Ainsi, rien n’est changé en Europe. L’avènement d’Edouard VII lui-même ne modifie d’abord rien : une maladie grave, la paix à rétablir dans l’Afrique du Sud, une étude attentive et personnelle de la situation politique générale de l’Europe occupent les deux premières années du nouveau roi. C’est en 1903 seulement qu’il passe d’une politique de liquidation et d’observation à une politique d’action. Il a pour collaborateur, après la retraite de lord Salisbury, un nouveau ministre des Affaires étrangères, lord Lansdowne, qui ne traîne pas avec lui tout un passé de complicité avec l’Allemagne. Une série d’incidens, venant brocher sur le fond d’une rivalité économique et maritime déjà très aiguë, avaient peu à peu relâché les liens de l’amitié anglo-allemande.
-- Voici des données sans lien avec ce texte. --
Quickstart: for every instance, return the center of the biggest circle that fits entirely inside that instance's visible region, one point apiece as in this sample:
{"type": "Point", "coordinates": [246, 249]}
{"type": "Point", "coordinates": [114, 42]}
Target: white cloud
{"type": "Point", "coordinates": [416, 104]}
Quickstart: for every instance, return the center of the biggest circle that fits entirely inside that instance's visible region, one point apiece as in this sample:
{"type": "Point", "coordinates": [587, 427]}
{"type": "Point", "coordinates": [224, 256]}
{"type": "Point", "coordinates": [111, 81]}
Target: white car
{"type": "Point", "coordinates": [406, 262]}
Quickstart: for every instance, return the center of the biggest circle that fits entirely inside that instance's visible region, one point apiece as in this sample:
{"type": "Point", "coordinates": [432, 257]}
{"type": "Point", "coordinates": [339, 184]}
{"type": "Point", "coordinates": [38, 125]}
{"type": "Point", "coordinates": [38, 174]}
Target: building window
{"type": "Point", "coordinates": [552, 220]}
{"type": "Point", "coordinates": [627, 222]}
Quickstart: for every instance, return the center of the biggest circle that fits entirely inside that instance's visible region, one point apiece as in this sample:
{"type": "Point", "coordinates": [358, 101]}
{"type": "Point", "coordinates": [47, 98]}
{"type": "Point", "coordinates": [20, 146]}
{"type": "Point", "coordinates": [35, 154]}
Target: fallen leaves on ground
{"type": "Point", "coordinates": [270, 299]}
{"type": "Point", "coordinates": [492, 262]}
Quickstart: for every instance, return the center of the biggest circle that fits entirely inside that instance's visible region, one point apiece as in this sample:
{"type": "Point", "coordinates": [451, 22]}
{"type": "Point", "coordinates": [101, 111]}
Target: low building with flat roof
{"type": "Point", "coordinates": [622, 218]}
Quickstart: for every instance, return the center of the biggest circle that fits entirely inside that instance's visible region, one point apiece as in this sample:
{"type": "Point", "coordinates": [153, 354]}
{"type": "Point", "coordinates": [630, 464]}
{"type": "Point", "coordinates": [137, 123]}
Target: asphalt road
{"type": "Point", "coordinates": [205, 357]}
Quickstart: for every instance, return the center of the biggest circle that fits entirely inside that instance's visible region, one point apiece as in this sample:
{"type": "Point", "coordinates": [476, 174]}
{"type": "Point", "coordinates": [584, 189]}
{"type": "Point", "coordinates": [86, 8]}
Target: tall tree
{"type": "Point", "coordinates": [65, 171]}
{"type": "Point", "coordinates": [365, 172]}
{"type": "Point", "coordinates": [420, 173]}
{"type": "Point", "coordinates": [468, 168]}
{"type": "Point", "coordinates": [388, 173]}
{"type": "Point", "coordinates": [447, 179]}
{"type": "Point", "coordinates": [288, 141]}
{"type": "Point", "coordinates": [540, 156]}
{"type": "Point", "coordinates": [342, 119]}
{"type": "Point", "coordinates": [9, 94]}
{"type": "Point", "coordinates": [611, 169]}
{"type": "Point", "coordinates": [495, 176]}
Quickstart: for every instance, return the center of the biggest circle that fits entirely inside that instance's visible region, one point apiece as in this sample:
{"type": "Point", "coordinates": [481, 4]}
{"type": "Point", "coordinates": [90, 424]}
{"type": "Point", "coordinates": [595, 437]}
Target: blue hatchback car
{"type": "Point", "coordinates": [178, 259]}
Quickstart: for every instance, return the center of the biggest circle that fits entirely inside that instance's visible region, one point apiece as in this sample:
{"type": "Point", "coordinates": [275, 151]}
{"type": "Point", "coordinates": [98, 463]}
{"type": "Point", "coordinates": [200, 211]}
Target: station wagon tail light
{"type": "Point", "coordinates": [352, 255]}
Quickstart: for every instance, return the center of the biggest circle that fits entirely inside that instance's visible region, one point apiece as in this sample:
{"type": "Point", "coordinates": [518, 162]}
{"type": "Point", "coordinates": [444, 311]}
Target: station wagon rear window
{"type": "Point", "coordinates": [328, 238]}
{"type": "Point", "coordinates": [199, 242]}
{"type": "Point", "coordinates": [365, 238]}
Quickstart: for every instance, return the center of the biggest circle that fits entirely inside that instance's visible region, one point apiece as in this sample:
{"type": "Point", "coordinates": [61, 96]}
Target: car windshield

Ce fut d’abord la guerre du Transvaal et surtout le ton dont la presse allemande parla de l’armée anglaise ; ce fut ensuite le chemin de fer de Bagdad et celui du Hedjaz ; puis vint l’interprétation de la convention du Yang-Tse par les Allemands qui prétendaient, pour gagner les bonnes grâces de la Russie, exclure la Mandchourie de l’intégrité chi- noise et qui ne renonçaient pas sans restrictions ni réserves au bassin du Yang-Tse ; ce fut enfin certains procédés, désobligeans pour les Anglais, du maréchal de Waldersee. A Leicester, le 30 novembre 1899, M. Chamberlain avait préconisé une alliance anglo-allemande ; à Edimbourg, le 25 octobre 1901, le même orateur attaquait âprement l’Allemagne, et la réponse de M. de Bülow (8 janvier 1902) piquait au vif les Anglais. C’est à peu près entre ces deux dates qu’il faut chercher le moment où la vieille amitié se refroidit pour faire place à une antipathie qui deviendra générale et, à certains momens, très-vive.

Le roi Edouard vient à Paris le 1er mai 1903 ; le président Loubet se rend à Londres au commencement de juillet de la même année ; M. Delcassé l’y accompagne ; les conversations diplomatiques commencent ; le terrain d’entente est trouvé : c’est le Maroc.